TORONTO (Reuters) - Shares in Canadian patent licensing company WiLan Inc plunged almost 23 percent on Thursday after a jury ruled that Apple did not infringe a patent it held, leading several analysts to downgrade their view of the stock.
The company, whose primary business is acquiring ownership of intellectual property and then seeking to charge fees to companies that make use of it, said it was disappointed by the court decision but that the patent in question only had three months of validity remaining.
The company had previously reached licensing deals with six other companies; Alcatel-Lucent, Dell, Hewlett-Packard, HTC Corp, Novatel Wireless and Sierra Wireless over the patent, which covers mobile technologies.

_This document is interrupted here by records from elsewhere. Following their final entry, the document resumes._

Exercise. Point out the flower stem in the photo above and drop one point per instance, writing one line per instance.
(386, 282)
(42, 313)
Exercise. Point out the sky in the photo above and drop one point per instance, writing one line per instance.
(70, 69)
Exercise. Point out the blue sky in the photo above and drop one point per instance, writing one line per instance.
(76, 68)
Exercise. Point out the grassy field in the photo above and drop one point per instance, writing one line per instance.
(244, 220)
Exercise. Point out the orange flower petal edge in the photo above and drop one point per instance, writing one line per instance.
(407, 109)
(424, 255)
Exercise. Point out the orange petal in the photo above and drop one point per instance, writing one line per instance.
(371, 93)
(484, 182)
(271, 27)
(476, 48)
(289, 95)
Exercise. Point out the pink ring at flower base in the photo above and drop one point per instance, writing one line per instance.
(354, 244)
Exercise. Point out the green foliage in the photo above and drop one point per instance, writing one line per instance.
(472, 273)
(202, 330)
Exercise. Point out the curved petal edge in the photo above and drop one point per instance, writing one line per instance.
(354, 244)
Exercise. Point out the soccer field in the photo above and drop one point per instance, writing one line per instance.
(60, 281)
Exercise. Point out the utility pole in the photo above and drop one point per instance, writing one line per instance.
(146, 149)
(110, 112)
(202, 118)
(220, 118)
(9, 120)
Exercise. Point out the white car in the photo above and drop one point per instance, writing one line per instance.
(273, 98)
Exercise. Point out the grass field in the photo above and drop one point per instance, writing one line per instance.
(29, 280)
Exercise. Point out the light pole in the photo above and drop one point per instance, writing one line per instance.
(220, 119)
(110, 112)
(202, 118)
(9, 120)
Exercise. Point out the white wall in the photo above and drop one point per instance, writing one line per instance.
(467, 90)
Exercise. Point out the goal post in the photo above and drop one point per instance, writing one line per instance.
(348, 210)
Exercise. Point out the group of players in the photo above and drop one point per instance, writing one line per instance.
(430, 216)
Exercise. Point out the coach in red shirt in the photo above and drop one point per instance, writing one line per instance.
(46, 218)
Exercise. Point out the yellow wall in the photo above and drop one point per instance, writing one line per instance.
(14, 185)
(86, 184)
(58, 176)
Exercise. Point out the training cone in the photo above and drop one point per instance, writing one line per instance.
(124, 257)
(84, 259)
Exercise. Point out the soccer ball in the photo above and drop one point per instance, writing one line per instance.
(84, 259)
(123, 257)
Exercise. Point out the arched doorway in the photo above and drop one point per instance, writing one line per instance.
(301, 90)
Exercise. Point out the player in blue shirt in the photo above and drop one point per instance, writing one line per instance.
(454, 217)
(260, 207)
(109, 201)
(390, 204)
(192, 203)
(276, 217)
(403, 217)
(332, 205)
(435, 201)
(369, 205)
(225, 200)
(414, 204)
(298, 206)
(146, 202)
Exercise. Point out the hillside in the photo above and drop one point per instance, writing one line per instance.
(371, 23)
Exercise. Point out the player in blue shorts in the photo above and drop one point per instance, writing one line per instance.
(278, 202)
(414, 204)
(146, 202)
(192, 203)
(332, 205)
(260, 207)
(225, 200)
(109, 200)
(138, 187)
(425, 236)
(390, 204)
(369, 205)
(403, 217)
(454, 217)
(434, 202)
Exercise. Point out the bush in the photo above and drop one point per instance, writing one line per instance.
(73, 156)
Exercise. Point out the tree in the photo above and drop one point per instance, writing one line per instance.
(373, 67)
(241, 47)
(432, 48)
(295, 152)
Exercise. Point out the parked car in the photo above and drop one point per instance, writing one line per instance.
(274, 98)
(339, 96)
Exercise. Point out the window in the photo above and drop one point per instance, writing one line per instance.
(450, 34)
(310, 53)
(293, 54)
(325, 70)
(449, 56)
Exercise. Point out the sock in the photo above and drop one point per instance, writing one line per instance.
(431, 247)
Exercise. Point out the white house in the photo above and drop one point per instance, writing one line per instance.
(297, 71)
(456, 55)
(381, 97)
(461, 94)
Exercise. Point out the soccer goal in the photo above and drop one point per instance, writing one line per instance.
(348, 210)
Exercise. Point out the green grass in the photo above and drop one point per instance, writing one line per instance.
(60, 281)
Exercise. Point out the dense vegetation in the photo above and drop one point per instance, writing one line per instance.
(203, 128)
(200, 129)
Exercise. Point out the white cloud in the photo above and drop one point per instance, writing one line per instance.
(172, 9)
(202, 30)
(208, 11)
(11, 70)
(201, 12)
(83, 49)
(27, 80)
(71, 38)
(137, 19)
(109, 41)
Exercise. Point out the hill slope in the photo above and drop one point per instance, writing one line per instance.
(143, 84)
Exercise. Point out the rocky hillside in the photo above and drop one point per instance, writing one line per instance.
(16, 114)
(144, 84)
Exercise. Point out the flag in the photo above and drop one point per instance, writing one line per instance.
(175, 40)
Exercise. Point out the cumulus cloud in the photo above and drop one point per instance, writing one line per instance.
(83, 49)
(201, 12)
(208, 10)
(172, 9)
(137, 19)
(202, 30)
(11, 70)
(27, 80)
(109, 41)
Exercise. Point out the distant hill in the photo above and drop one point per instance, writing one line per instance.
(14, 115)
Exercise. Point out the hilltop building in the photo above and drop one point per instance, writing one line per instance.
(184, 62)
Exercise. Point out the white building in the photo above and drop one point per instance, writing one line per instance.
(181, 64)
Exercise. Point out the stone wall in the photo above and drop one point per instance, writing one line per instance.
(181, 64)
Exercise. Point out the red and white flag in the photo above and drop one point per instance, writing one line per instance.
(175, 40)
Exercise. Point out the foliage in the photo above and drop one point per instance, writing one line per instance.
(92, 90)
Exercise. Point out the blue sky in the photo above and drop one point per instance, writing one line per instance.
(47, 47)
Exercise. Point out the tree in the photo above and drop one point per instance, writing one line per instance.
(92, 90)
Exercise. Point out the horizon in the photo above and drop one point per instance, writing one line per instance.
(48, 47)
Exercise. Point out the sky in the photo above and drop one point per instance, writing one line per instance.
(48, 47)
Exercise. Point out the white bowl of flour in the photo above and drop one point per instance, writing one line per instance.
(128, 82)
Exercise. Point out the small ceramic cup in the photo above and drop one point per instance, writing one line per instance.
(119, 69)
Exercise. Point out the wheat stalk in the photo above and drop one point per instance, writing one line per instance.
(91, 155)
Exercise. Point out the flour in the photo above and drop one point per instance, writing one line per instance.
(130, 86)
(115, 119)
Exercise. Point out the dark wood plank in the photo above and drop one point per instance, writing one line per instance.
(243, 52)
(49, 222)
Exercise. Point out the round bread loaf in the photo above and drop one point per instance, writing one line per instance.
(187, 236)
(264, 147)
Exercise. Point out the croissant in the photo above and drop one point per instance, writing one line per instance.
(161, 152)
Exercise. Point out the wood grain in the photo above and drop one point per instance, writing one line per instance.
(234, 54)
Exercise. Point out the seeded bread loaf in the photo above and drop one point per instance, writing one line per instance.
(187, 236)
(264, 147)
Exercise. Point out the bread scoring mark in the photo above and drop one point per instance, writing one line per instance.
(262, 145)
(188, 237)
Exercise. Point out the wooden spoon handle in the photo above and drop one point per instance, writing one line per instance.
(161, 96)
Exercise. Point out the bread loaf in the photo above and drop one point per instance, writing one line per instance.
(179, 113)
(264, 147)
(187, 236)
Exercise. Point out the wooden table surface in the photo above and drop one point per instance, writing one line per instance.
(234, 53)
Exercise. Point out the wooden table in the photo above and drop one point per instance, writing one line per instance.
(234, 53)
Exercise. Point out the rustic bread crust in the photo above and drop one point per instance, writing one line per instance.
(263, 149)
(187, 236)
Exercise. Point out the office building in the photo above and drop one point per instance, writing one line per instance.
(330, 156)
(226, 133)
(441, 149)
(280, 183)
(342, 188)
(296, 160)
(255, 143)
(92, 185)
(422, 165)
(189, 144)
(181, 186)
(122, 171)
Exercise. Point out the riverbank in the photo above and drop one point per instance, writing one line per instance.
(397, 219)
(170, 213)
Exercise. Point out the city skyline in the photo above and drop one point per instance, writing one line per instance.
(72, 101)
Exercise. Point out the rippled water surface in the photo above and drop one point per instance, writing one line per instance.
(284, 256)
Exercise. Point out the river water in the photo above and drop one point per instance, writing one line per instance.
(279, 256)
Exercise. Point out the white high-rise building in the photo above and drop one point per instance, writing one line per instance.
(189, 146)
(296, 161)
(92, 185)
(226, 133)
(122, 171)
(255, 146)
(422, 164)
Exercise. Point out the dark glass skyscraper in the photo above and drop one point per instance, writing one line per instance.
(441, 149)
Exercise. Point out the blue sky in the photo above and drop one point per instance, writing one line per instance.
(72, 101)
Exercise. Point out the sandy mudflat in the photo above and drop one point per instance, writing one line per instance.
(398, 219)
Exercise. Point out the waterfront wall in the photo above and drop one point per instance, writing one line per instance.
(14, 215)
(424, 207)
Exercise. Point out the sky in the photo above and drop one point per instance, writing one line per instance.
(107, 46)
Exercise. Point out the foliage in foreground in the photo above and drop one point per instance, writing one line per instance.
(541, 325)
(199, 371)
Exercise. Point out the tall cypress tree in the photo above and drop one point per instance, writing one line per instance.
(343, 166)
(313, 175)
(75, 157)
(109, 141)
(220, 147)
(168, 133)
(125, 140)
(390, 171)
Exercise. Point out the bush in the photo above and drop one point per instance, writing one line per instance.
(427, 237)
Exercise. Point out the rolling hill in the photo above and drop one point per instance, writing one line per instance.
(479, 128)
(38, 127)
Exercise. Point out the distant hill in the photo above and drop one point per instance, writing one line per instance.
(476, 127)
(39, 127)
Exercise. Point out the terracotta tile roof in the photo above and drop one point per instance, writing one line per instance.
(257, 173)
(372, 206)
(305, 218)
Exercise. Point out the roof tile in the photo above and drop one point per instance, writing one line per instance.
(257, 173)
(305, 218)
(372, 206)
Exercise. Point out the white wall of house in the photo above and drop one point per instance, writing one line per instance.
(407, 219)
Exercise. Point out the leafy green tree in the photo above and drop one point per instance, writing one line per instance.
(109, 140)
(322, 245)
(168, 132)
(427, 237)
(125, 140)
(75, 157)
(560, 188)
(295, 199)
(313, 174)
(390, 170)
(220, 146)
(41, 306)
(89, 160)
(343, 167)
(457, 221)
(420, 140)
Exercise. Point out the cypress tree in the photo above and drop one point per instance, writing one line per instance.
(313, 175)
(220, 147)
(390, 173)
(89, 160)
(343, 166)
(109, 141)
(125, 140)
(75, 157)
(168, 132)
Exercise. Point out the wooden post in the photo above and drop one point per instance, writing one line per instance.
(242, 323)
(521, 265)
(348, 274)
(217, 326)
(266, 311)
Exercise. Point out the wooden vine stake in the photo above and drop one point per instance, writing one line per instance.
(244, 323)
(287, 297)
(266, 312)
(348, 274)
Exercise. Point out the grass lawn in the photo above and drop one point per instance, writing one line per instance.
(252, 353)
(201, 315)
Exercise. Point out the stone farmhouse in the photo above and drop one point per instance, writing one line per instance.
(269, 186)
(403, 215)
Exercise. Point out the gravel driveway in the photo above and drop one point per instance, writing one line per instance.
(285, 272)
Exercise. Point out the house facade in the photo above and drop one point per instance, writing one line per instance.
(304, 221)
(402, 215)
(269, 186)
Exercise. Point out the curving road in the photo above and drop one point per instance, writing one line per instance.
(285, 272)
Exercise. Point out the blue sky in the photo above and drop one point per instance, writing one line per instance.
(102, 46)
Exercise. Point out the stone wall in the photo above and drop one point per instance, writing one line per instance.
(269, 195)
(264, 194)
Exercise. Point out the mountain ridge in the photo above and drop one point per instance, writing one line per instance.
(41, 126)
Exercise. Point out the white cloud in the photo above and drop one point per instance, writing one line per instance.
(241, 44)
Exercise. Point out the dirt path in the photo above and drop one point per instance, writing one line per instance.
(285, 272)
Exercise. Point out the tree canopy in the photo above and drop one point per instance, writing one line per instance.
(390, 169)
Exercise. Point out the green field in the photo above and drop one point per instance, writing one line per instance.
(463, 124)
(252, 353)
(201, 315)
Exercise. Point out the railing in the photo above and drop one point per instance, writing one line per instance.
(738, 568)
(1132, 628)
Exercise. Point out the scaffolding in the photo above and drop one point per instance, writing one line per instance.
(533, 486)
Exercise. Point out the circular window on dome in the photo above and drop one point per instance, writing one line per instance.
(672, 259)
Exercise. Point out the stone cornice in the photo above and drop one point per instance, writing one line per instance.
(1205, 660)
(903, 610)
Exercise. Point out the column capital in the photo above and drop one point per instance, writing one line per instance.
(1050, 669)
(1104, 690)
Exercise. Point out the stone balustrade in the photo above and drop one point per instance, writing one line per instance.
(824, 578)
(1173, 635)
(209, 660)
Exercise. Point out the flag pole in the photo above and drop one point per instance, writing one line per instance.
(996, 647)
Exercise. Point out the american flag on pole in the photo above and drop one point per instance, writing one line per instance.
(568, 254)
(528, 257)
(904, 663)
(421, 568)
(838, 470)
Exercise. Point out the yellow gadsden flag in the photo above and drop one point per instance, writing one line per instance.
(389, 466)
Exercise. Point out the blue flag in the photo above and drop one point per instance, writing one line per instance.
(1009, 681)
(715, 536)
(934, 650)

Analysts at Paradigm, Canaccord Genuity, and CIBC cut their ratings on the stock following the court decision.
“Our view is there are limited licensing catalysts with the Apple loss,” CIBC analyst Todd Coupland wrote in a note to clients. “We also expect investors will apply a further discount on (WiLan) because of the two trial losses in 2013 which calls into question what types of infringement cases are being filed.”
WiLan shares shed 89 Canadian cents to trade at C$3.18 by mid-afternoon on the Toronto Stock Exchange.
The company updated its earnings guidance after the decision, saying it expects revenue of C$20.7 million in the quarter to end-September and revenue between C$26 million and C$28 million in the three months to end-December.